Comment cacher les petits bouts des rubans une fois noués ?
Pour éviter que les bouts de rubans ressortent durant une représentation, diverses astuces existent comme faire un petit point de couture, coller un petit sparadrap par-dessus le nœud, mettre de la laque à cheveux... Il faut aussi cacher le nœud situé en haut de l'empeigne, appelé cordon de serrage. Si vous ne souhaitez pas les couper après les avoir noués, fixez-les avec un sparadrap à l'intérieur du chausson.
Assouplir ses pointes
Chaussés et lacés, les chaussons nous rappellent leur particularité : la dureté. Alors on les brise, on les casse, on les plie, on les écrase... Cela consiste à assouplir les matériaux de la pointe pour la rendre plus confortable.

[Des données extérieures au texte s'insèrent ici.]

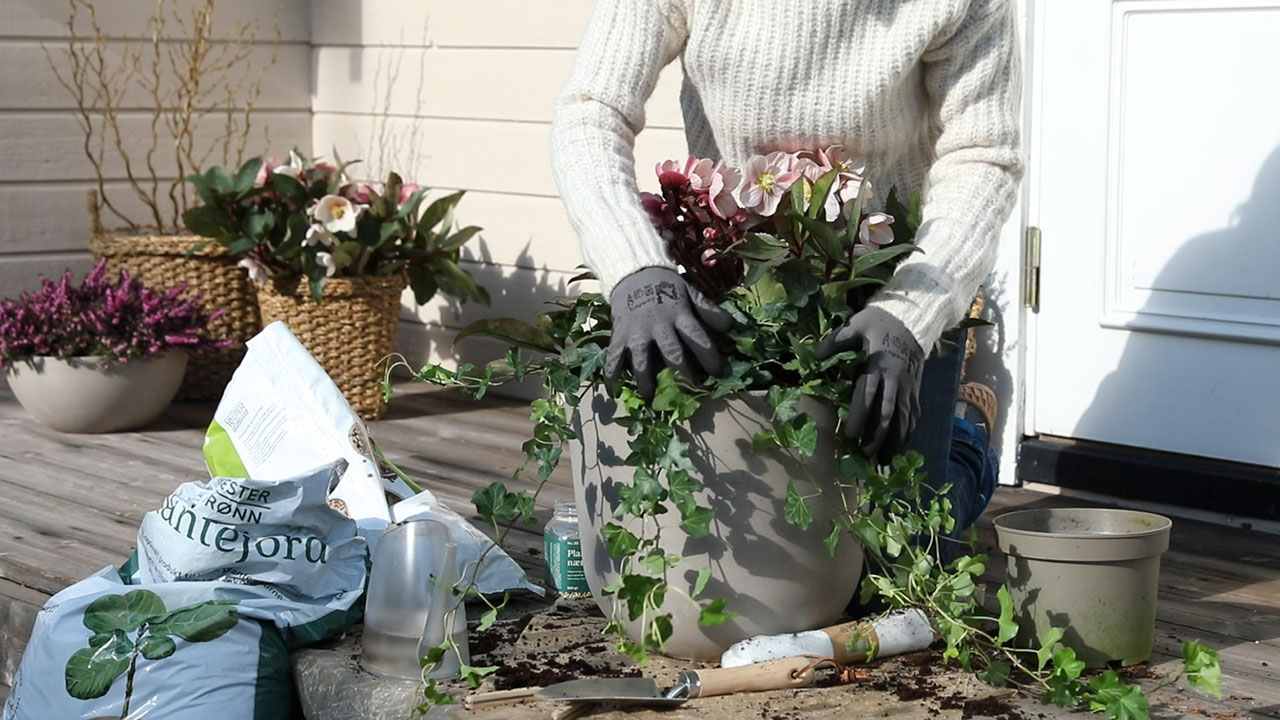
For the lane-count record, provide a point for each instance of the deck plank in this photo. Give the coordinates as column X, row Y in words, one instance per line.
column 69, row 505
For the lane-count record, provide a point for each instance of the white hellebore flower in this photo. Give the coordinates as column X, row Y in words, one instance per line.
column 336, row 213
column 874, row 233
column 256, row 270
column 318, row 235
column 327, row 260
column 293, row 168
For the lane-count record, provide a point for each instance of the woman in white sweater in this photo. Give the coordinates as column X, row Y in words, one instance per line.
column 926, row 91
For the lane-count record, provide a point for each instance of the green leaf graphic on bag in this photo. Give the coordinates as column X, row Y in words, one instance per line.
column 112, row 652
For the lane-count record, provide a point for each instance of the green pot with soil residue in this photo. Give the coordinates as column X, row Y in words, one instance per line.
column 1091, row 572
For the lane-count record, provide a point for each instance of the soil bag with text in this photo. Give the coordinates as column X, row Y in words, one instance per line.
column 172, row 651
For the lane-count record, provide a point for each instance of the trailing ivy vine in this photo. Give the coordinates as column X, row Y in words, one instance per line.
column 801, row 281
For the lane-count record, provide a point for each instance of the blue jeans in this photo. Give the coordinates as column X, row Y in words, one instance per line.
column 954, row 450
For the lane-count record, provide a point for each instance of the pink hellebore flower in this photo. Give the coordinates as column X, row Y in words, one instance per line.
column 767, row 178
column 336, row 213
column 327, row 260
column 873, row 233
column 407, row 191
column 720, row 190
column 256, row 270
column 700, row 173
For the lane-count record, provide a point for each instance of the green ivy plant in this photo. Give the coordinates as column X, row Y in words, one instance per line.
column 137, row 624
column 801, row 279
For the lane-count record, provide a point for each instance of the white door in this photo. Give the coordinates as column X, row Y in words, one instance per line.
column 1155, row 160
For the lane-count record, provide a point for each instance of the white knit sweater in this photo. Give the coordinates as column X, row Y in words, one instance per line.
column 927, row 91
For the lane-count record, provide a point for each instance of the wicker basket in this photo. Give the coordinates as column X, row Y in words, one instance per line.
column 160, row 261
column 350, row 333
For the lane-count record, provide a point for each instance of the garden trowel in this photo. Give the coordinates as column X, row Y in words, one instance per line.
column 773, row 675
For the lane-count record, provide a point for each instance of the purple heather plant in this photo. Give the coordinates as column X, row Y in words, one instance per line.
column 118, row 320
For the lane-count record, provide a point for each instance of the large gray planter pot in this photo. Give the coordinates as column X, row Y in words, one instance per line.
column 1091, row 572
column 81, row 395
column 775, row 575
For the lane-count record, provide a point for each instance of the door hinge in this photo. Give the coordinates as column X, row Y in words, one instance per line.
column 1031, row 268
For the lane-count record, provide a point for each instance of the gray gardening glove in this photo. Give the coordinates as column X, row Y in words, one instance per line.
column 659, row 320
column 887, row 395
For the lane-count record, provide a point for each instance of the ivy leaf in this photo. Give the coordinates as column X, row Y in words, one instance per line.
column 640, row 592
column 696, row 522
column 620, row 541
column 91, row 670
column 199, row 623
column 714, row 614
column 671, row 399
column 881, row 256
column 1008, row 627
column 700, row 582
column 1063, row 692
column 156, row 647
column 512, row 331
column 472, row 674
column 643, row 496
column 659, row 629
column 800, row 433
column 490, row 615
column 122, row 611
column 972, row 564
column 1118, row 700
column 832, row 540
column 1203, row 668
column 496, row 502
column 796, row 510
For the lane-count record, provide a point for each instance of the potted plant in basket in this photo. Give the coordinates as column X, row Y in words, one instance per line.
column 333, row 256
column 197, row 89
column 100, row 356
column 732, row 506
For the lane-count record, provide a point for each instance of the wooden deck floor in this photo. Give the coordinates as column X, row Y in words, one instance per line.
column 71, row 505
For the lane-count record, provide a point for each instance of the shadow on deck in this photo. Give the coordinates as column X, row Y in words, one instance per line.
column 71, row 505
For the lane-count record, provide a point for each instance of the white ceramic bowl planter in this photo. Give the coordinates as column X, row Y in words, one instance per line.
column 82, row 395
column 775, row 575
column 1091, row 572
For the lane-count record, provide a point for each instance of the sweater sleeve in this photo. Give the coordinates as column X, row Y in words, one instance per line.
column 598, row 115
column 973, row 80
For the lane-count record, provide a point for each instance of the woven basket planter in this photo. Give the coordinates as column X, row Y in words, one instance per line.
column 160, row 261
column 350, row 333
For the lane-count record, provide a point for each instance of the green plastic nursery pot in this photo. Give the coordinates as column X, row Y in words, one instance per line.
column 1091, row 572
column 777, row 577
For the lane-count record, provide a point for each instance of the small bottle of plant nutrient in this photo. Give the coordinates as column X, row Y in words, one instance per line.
column 563, row 551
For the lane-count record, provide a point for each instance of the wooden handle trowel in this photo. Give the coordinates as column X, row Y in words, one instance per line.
column 773, row 675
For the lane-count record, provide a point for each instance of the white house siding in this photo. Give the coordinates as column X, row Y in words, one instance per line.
column 44, row 173
column 460, row 96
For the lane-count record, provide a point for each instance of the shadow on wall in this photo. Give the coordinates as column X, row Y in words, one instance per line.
column 1239, row 260
column 519, row 292
column 988, row 365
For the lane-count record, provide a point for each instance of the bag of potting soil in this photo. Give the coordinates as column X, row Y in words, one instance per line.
column 282, row 414
column 277, row 547
column 172, row 651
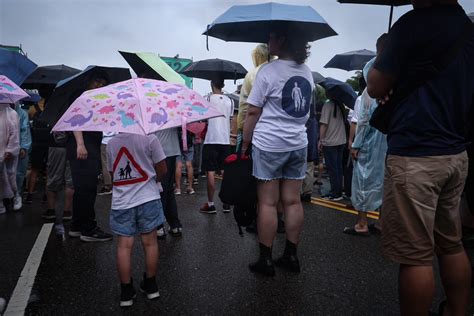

Selon l'expérience et la force de pied, cette étape sera peu ou pas importante. De même selon la marque de pointes, un simple cours suffira pour les modeler. Parlez-en à votre professeur.
L'étape principale est de modeler le chausson et d'acquérir la 1/2 pointe. Pour cela, poussez fortement votre pied sur les 1/2 pointes ou enchaînez les relevés sur 1/2 pointes. Le passage par cette dernière doit être facile.
Le pied chauffe, transpire, la pointe s'assouplit créant la forme des orteils. Le pied crée son espace, commence à ressentir le sol et le poids du corps. Vous pouvez aussi chausser vos pointes à la maison. Couvertes de grosses chaussettes pour ne pas les abîmer, vaguez à vos occupations.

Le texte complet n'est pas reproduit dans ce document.